There was an article in today's (Aug 17, 2003) NY Times about how to avoid busting your retirement account http://www.nytimes.com/2003/08/17/bu...=all&position=
. After spending most of the article explaining how you shouldn't be taking more than 4 or maybe 5% tops, the Times gets the opinion of the author of the various Trinity Unversity studies.
To tell people with $1 million portfolios that they can spend less than $4,000 a month is "absurd," said Dr. Philip Cooley, the Prassel Professor of Business at Trinity University in San Antonio, who has published several papers on sustainable withdrawal rates in the last five years.
"When you recommend such low rates, you cause the retiree to forgo a joyous life in early retirement," he said, "and they end up with a lot of money later on, when they can't take advantage of it."
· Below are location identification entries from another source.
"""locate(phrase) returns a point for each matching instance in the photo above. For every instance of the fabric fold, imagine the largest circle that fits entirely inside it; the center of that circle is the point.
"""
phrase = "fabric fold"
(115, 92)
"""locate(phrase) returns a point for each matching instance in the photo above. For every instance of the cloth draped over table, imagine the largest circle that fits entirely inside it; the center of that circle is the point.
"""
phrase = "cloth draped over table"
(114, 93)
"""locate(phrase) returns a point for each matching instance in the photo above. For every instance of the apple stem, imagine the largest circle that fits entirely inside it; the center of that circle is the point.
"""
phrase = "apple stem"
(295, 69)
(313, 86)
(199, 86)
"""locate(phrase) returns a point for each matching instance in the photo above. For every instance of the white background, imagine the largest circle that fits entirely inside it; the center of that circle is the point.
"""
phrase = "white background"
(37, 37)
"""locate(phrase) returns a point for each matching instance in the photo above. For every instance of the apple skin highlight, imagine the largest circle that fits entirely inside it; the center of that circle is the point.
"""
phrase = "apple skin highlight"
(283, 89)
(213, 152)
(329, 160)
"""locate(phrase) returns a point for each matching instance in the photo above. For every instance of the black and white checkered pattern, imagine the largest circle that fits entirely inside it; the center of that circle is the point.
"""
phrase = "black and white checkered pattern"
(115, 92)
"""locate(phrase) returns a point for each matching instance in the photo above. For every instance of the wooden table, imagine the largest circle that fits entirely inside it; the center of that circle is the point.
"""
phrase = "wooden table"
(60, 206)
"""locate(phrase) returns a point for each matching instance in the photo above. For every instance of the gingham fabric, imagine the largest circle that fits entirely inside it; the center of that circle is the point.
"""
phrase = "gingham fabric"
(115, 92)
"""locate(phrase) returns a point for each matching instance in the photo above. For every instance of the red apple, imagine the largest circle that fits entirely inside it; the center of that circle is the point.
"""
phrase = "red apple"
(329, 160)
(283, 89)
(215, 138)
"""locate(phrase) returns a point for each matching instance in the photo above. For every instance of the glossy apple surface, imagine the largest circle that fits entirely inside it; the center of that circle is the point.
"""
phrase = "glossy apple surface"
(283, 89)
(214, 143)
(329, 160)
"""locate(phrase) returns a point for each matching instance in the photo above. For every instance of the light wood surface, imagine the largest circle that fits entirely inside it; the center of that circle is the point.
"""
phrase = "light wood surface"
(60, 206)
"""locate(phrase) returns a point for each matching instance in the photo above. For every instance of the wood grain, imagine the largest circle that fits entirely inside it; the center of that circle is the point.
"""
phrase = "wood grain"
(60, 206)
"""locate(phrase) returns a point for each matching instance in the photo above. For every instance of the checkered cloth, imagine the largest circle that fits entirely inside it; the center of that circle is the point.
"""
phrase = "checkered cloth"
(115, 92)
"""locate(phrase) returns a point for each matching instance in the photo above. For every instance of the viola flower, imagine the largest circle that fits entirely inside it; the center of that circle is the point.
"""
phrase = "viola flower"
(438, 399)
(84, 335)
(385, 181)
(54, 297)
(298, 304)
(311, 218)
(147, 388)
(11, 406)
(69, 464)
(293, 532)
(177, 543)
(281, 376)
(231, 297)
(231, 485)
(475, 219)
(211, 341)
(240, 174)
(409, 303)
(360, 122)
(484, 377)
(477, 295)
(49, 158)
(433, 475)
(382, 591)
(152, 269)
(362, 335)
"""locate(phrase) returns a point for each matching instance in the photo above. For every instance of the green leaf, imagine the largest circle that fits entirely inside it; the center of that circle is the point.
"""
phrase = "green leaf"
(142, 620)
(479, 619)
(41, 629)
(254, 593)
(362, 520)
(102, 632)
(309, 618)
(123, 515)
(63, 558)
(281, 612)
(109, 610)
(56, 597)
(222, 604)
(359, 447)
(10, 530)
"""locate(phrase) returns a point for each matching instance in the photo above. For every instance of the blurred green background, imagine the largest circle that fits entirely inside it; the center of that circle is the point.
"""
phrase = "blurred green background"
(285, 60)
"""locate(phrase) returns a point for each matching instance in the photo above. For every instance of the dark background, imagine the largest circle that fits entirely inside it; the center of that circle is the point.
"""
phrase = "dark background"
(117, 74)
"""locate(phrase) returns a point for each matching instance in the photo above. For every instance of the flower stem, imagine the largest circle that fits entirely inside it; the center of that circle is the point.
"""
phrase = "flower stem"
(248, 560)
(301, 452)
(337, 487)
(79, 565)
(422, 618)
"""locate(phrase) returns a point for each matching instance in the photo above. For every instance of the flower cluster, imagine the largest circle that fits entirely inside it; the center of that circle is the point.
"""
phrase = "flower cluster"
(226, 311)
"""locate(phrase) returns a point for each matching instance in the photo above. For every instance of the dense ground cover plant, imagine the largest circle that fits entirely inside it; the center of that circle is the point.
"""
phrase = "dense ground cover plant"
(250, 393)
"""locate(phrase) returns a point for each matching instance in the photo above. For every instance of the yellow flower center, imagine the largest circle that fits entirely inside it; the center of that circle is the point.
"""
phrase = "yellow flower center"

He said his research indicated that over 30 years, a withdrawal rate of 7 percent of the initial portfolio value, without adjustments for inflation, is sustainable 86 percent of the time for a stock-dominated portfolio.
"This is not a contract," Dr. Cooley said. "We're talking about a financial plan." People who retire into a bear market can cut back on their withdrawal rate, he said. Then, when things look better, why not bump it up again?
Of course he started at a 4.8% withdrawal rate and is raising it to a gasp!
5% rate. Plus, note that his 7% without adjustments for inflation
. So not much of a license to loot your retirement kitty. Still there is a good point here that you may find yourself wishing that you had spent more money when you could have had more fun with it.